Living with Birds 21 Facts on Swift Tweetapedia

Living with Birds 21 Facts on Swift Tweetapedia

21 Facts
21 Facts On Swift I1

Swift

  1. Swifts spend just three months of the year in Britain, arriving in early May and leaving in early August. This is a shorter period than any of our breeding birds other than the cuckoo.
  2. They spend their winters well south of the Sahara: British-ringed birds have been recovered in the Congo Basin, Malawi, Tanzania, Zimbabwe, Mozambique and South Africa.
  3. We still don’t know what routes the birds use to and from their wintering grounds.
  4. A young swift, ringed in Oxford on 31 July, was killed in Madrid on 3 August, having covered 1,300km in three days.
  5. Historically, swifts nested in holes high in large trees.

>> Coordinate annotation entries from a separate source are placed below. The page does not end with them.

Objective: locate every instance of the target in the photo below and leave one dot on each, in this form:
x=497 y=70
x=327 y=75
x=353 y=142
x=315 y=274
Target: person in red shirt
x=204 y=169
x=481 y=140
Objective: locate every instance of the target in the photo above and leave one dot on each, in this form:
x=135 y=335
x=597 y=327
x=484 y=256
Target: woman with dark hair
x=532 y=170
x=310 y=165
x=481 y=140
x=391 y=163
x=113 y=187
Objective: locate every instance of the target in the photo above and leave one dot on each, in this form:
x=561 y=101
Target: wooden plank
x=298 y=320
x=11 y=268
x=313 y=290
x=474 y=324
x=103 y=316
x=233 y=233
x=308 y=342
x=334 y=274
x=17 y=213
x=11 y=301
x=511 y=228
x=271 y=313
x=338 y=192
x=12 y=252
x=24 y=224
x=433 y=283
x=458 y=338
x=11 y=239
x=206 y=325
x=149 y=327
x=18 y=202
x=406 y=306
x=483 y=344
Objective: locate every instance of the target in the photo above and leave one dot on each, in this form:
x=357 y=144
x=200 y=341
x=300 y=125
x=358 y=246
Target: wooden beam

They still do so in old Scots pines in Scotland’s Abernethy Forest.
  6. Today almost all swifts nest in colonies under the eaves of old buildings.
  7. They are long-lived birds, reflected in the fact that they lay just two or three eggs in a clutch, and only attempt to rear a single brood a year.
  8. Swifts are monogamous, and the same pairs will breed together in successive years.
  9. We find it impossible to tell the sexes apart, even when the bird is in the hand.
  10. No one knows whether pairs remain in contact with each other outside the breeding season.
  11. Swifts are creatures of the air: they roost on the wing, and are not thought to land between one breeding season and the next.
  12. Such an aerial lifestyle means that they even mate on the wing.
  13. Because they are totally dependent on airborne prey they are very susceptible to bad weather during the breeding season, when a lack of food often results in chicks starving to death.
  14. Young swifts can survive without food for up to 48 hours, lapsing into a semi-torpid state.
  15. The adult swifts migrate south within days of the chicks leaving the nest.
  16. Swifts feed at a higher elevation than both swallows and martins.
  17. They like to feed in the unstable air to the rear of a weather depression, where there is often a great abundance of insect life.
  18. Feeding birds will routinely fly great distances: British breeding birds have been found over Germany.
  19. Swifts have tiny feet and almost no legs, adaptations to their aerial lifestyle.
  20. Contrary to rumour, adult swifts can take off from a flat surface, though they rarely have to do so. Juveniles do have difficulties.
  21. The swifts’ closest genetic relations are the hummingbirds; they are not related to swallows or martins.